From a range of Christian, Muslim, and Jewish perspectives, we jointly signed a letter urging the Obama administration and the U.S. Congress to halt its policy of lethal drone strikes. Despite the range of our different belief systems and ideas about warfare, we found that we shared many of the exact same questions and concerns about the drones program that led us to send this letter. Here are a few of those concerns.
First, we share a concern about the number of drone strike victims. The intrinsic value of human life is a key principle of our various beliefs. As the body count of both intended and unintended targets rises, we observe with alarm the ease with which warfare and killings have been expanded by the availability of this technology. Despite the U.S. government's refusal to acknowledge most of its strikes, independent reports have been staggering. From the death of a grandmother in Pakistan to the bombing of a wedding convoy in Yemen, the deaths by drone strike feel arbitrary and senseless. Instead of traditional battlefields and uniformed armies, today's wars increasingly look like killer robots flying into civilian communities to take a life in an everyday community. This transformation threatens the values we hold so closely by making killing so available.

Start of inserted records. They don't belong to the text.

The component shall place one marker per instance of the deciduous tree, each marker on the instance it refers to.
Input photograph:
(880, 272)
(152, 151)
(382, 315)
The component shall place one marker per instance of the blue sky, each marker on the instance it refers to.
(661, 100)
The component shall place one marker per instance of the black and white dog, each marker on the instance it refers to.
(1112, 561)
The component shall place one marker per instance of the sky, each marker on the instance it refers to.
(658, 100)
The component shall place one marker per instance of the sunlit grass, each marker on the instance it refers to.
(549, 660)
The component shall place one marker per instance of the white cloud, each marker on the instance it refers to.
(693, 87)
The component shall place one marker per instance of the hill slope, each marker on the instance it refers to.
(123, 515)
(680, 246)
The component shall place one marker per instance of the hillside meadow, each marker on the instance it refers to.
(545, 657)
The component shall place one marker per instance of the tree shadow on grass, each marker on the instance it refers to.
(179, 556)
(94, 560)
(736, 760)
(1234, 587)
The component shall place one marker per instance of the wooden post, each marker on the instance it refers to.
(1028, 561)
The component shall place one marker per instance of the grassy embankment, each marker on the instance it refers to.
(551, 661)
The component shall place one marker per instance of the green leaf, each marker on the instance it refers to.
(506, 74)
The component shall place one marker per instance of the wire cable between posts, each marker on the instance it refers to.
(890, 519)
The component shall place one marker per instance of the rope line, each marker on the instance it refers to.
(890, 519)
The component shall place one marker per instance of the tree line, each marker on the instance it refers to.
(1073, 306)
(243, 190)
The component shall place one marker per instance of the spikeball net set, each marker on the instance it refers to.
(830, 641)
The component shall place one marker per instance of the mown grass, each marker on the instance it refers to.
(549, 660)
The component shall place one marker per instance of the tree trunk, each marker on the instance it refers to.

Second, we are alarmed by the secrecy of the drone wars. Targets are chosen and killed in secret. Secret government officials decide who lives and who dies. Rarely do we find out who died, or why. The power to send machines into homes and communities to strike and kill is an enormous power. That enormous power currently invites misconduct and abuse because it is not accompanied by accountability. This secrecy is unacceptable and immoral. It prevents meaningful opposition and accountability, and allows unchecked killing power to continue indefinitely.

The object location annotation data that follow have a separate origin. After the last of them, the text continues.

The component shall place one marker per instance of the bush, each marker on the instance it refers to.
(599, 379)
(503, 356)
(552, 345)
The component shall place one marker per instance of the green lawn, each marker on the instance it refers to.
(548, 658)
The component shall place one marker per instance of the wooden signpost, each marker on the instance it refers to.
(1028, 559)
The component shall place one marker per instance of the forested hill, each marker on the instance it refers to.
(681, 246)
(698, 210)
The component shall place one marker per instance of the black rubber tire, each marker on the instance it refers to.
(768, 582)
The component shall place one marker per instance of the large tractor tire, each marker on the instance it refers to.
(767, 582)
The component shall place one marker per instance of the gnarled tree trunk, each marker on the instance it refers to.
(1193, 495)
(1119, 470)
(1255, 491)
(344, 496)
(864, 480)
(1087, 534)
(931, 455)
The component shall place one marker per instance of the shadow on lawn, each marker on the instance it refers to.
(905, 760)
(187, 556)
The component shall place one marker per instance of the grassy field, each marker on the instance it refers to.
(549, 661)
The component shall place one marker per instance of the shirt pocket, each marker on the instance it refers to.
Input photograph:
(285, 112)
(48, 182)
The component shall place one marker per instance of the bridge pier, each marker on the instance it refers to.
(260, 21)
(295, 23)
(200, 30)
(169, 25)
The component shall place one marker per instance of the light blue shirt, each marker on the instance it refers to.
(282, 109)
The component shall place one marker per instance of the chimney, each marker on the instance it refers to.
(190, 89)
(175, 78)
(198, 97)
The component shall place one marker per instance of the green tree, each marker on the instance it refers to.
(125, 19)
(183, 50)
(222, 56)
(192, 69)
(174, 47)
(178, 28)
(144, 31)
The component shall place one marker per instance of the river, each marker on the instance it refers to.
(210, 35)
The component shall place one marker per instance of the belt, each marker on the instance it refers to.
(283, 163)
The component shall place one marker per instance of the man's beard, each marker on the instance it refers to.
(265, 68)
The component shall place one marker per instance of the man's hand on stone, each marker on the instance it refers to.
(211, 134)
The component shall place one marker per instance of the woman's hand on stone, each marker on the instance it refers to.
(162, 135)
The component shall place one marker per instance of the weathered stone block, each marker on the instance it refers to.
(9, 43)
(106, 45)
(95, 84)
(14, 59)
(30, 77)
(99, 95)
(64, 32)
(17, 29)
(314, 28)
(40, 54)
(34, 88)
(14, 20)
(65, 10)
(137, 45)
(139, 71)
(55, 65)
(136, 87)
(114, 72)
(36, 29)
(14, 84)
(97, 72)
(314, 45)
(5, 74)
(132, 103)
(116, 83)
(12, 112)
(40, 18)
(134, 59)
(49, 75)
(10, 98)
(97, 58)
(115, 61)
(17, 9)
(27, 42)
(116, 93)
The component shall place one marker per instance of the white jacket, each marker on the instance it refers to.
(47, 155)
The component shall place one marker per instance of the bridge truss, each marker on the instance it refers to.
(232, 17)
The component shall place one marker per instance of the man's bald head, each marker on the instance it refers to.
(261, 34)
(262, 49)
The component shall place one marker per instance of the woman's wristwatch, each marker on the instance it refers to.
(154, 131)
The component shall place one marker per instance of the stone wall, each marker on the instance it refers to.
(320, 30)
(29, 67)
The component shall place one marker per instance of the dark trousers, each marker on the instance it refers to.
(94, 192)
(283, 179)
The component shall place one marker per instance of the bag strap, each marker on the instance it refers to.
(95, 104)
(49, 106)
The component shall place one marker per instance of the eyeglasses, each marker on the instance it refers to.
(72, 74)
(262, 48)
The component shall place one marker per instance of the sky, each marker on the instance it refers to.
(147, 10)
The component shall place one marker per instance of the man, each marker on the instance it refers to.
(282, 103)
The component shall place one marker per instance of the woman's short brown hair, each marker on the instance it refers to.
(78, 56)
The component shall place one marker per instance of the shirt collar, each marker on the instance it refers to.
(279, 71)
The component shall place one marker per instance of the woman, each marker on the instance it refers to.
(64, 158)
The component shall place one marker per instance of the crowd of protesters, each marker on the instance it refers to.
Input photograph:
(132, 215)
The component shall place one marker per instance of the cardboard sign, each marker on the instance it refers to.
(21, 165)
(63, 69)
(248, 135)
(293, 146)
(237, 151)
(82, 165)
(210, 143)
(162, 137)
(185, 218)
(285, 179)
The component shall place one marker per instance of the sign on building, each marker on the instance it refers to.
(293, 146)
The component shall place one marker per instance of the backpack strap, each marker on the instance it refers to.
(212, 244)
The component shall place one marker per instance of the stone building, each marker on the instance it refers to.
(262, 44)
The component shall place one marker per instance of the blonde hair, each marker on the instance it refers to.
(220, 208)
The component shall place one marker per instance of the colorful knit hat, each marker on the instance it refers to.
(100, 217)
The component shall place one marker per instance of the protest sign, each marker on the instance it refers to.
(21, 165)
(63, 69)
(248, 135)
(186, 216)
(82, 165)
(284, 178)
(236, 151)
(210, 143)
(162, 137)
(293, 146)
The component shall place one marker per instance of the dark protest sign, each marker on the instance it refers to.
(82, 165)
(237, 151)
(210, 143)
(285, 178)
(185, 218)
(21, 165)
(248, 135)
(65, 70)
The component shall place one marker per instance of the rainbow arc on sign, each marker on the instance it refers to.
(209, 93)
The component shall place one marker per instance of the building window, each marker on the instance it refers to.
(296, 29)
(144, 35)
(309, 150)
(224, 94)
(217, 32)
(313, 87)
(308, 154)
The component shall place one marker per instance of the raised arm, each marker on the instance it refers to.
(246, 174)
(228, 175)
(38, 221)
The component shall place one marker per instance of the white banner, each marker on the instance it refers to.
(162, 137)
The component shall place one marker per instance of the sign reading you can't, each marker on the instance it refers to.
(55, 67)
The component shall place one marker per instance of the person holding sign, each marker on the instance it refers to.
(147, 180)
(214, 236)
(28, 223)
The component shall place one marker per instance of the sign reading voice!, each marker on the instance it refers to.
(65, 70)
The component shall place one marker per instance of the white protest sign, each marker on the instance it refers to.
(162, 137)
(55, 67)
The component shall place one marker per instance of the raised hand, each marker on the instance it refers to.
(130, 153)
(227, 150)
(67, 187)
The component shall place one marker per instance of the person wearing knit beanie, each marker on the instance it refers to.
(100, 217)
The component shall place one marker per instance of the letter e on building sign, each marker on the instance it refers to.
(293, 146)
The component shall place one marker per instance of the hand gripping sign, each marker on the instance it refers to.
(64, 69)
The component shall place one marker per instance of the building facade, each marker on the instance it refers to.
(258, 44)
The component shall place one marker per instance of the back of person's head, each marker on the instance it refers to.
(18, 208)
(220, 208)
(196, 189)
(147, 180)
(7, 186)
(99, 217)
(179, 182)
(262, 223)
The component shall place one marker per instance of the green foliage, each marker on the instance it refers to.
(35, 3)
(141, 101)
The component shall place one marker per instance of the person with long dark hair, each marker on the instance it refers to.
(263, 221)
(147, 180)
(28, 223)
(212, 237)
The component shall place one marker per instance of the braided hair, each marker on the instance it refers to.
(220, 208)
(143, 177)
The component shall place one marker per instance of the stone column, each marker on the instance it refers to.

This leads to a final common concern, which is that the drone wars are not only immoral, but that they don't work. Across the spectrum of faith and belief, we jointly observe the failure of drone strikes to bring true peace and security. This is evident from the fact that the traumatic and arbitrary presence of drones in communities has vastly increased extremist recruitment. This is evident from the increasing chaos in Yemen, and the spread of violent extremism across the globe.
More than anything else, drone strikes actively work against the potential for just, lasting peace. The kind of peace that involves political stability, economic opportunity, and restorative justice is impossible to reconcile with global, endless drone wars. That kind of security requires attention to the root causes of violence and turmoil, addressing the human needs that lead to extremist actions, and investment in political and economic structures that topple extremist movements and promote justice and opportunity.
We hope that the Obama administration and the U.S. Congress answer our letter. More than that, we hope that they address our concerns by acknowledging the failures of the drone wars, and the moral mandate to try something new.